DON’T WORRY, IT’S YOUR TRAUMA TALKING
Let me be clear that I did not grow up in a family that knew all about trauma or had the resources to fly me off to a celebrity-calibre trauma centre to heal all of this.
I’ve learned along the way, yes, with professionals, and by reading on my own, as well as the journalling and mindset work I’ve mastered over the decades, which I now teach women how to do for themselves.
Learning all of this changed everything for me. Since that first night with my sweetheart, who I’m still living with right now, I’ve received the deep healing I needed. I learned how to self-regulate my emotions, particularly those invisible emotional flashbacks that can creep up on you, and sideswipe you, leaving you beyond confused, since they work in the subconscious mind.
Since that night at the dinner table, when I first lashed out at him (which I later learned was because of an emotional flashback going on in the deep recesses of my mind!), I’m finally able to approach any remnants of past traumas with the deepest compassion for myself - largely in part to this wonderful human being I’m blessed to call my sweetheart - because instead of judging me and attacking back, which I was used to most of my life, he simply says:
“Don’t worry baby, it’s the trauma talking.”
And that’s the gift I’m passing onto you today, Dearest Reader!

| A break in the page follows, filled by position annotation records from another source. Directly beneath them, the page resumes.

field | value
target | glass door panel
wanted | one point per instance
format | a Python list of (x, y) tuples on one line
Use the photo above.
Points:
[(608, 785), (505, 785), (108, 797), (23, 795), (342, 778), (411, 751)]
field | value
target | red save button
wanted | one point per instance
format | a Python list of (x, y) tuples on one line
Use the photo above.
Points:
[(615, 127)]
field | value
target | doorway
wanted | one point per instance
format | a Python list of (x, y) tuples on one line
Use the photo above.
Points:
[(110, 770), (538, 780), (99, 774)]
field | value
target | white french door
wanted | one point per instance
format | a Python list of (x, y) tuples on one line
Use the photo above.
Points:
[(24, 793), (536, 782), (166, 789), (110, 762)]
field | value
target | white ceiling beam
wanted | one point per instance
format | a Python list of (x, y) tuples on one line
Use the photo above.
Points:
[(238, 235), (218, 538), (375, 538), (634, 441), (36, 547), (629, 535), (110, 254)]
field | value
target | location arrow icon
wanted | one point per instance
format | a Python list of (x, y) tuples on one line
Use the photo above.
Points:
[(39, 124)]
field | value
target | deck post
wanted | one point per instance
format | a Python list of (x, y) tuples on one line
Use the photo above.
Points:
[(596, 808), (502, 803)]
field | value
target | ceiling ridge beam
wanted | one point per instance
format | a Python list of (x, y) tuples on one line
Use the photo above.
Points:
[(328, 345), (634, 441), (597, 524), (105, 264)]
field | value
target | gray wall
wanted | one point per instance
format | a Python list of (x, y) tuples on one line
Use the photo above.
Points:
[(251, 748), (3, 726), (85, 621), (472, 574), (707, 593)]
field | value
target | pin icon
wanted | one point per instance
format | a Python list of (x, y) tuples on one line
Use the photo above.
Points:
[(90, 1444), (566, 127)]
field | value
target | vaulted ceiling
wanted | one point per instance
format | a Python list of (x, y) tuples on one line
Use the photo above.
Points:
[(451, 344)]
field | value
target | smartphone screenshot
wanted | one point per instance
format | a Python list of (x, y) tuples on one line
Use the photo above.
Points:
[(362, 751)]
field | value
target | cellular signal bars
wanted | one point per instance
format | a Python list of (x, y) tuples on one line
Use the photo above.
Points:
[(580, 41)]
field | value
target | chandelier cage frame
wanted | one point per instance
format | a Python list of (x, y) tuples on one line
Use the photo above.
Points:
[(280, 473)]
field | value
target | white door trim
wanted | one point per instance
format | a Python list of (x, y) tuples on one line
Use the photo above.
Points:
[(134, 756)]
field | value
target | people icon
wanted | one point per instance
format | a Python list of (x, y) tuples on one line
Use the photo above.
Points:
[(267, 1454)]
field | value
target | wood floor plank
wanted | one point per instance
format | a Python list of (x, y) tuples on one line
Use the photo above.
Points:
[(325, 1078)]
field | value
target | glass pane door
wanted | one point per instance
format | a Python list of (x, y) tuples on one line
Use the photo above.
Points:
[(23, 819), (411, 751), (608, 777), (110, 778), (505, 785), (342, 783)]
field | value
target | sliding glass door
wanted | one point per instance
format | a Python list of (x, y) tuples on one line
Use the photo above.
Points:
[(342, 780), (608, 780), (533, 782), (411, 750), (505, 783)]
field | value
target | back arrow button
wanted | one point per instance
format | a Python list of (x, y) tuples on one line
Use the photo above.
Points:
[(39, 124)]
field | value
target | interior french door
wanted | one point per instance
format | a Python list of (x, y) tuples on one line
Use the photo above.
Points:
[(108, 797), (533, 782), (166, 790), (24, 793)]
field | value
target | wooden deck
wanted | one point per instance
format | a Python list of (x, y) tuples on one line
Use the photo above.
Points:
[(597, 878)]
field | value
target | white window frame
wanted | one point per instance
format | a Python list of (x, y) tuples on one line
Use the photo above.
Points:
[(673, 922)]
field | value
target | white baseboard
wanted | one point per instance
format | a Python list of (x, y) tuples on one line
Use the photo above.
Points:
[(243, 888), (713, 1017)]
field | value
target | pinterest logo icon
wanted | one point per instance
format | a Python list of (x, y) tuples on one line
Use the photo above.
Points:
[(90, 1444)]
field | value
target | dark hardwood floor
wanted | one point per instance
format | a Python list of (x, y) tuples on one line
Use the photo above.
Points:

When your protection mode kicks in, because of your past trauma, and you start lashing out at someone you love, then feel horrible, tell yourself this.
It’s the trauma talking.
I’m not in any way saying that this is a free ticket to lash out or abuse people, not by any means. We still need to own our reactions, while we are living in a body and mind that still has unresolved trauma coursing through it - but we get to apologize quickly, then move forward in a loving way, first toward ourselves, then toward others.
I hope these four words change everything for you, as they did me.